Ancak Tunus, 2011’deki değişimin ardından girdiği çalkantılı geçiş sürecinde bir türlü siyasi ve dolayısıyla ekonomik istikrarı yakalayamadı. Ülkede son 10 yılda ondan fazla hükümet göreve geldi. Devrim “iş, aş” gibi vaatlerini karşılayamadı, bunun aksine sokaktaki Tunuslular için ekonomik durum salgının doğurduğu küresel fırtınayla da her geçen gün daha da ağırlaştı.
Tunus’ta 25 Temmuz’daki Cumhuriyet Bayramı sırasında ülke çapında siyasi atmosfere yönelik kitlesel protestolar yaşandı. Bu protestolar sırasında bazı siyasi parti merkezlerine saldırılar düzenlendi.
Tunus Cumhurbaşkanı Kays Said, akşam saatlerinde güvenlik bürokrasisi ve emir komuta kademesiyle düzenlediği toplantının ardından “ülkenin iç savaşa sürüklenmesini engellemek” gerekçesiyle “olağanüstü anayasal yetkiler” kullanacağını söyledi.
Cumhurbaşkanı, başbakanı azlettiğini, meclisin çalışmalarını 30 gün süreyle durdurduğunu ve yeni bir başbakan atayarak yürütmeyi kendisine bağlayacağını duyurdu.

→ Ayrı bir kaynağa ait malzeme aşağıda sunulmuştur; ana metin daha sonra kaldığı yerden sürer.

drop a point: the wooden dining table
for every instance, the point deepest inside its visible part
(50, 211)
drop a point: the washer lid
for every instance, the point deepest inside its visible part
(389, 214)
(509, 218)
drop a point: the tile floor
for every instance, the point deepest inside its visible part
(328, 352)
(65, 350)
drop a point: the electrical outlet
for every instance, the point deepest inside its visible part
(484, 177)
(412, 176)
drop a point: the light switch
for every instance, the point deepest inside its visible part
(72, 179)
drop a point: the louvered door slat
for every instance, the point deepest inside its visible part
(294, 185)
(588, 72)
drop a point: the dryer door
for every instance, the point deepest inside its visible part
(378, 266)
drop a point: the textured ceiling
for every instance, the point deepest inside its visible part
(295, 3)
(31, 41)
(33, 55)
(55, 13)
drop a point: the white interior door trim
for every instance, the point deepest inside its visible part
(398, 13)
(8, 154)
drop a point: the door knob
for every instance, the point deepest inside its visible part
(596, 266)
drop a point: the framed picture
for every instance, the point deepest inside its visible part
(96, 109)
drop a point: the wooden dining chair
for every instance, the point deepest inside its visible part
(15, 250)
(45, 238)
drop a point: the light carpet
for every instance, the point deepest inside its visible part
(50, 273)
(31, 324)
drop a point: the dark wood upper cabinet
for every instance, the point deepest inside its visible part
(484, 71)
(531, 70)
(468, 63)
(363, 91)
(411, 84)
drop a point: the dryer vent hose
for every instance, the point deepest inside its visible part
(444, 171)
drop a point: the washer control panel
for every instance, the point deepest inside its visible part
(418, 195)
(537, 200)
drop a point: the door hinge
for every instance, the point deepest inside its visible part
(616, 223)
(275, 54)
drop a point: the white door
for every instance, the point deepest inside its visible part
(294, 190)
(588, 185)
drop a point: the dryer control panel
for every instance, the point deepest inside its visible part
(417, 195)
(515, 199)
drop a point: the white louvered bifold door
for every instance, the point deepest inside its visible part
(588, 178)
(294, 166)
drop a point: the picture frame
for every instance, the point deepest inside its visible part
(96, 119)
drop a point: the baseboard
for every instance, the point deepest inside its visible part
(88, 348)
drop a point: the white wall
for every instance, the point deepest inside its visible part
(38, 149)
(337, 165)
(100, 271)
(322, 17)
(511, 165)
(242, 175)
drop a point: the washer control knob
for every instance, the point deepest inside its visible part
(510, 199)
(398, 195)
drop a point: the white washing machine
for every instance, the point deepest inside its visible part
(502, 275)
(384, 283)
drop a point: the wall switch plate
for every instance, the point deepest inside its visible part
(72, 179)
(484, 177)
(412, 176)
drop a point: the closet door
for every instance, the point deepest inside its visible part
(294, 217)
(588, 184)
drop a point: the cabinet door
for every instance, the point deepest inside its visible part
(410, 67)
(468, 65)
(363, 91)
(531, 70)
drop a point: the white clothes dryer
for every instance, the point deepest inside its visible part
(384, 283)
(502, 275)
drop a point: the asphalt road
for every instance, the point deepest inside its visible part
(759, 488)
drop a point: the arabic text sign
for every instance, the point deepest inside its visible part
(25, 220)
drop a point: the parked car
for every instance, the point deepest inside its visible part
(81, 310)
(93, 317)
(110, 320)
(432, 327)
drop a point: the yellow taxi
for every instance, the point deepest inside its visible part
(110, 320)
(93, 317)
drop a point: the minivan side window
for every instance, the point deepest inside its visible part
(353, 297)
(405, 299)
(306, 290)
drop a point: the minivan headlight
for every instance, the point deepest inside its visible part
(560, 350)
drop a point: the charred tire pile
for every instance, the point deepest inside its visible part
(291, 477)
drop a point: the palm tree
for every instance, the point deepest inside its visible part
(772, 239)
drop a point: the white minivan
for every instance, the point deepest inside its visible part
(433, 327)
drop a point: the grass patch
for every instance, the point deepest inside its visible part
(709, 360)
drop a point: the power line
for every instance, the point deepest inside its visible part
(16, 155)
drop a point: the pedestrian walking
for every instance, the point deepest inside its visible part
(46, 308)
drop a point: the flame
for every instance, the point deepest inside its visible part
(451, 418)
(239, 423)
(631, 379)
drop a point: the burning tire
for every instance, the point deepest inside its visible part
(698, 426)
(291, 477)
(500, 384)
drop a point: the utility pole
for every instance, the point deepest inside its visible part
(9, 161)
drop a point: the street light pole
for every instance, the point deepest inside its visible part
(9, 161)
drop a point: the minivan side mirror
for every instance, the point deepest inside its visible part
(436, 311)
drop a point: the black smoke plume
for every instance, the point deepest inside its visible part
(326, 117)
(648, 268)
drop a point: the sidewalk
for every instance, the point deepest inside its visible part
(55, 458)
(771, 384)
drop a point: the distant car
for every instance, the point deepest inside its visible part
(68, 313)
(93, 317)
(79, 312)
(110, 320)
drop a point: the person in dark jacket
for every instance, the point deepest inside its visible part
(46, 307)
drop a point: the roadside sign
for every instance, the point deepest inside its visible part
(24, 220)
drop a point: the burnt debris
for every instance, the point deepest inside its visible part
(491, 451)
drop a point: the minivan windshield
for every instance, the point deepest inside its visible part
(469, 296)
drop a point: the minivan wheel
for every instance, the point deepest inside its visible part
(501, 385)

Nahda Hareketi başta olmak üzere meclisin önde gelen partileri Said’in adımını “darbe” şeklinde tanımladı. Askerler, Meclis Başkanı ve Nahda Hareketi lideri Raşid el-Gannuşi ile beraberindeki milletvekillerini meclise almadı.
Cumhurbaşkanı Said’in kararları üzerine halkı barışçıl mücadeleye çağıran Gannuşi, yasal dayanağı bulunmayan bu adımı “darbe” şeklinde niteledi.
Tunus’ta olayların merkezindeki Kays Said kimdir?
Tunus Cumhurbaşkanı Kays Said, kariyer olarak Anayasa Hukuku Profesörlüğü’nden geliyor. Said, Arap Baharı sürecinin ardından 2014’te kabul edilen Tunus Anayasası’nı inceleyen uzmanlar heyeti arasında yer aldı. Said, 2019’daki cumhurbaşkanlığı seçimlerinde bağımsız aday olarak yarışa girdi ve ikinci tura kalmayı başardı. 2011 yılında dönemin “devrim” söylemini kapsayan sıra dışı kampanyasıyla Said, halkoyuyla gerçekleştirilen seçimlerin ikinci turunda yüzde 72 gibi yüksek bir oy oranıyla göreve geldi.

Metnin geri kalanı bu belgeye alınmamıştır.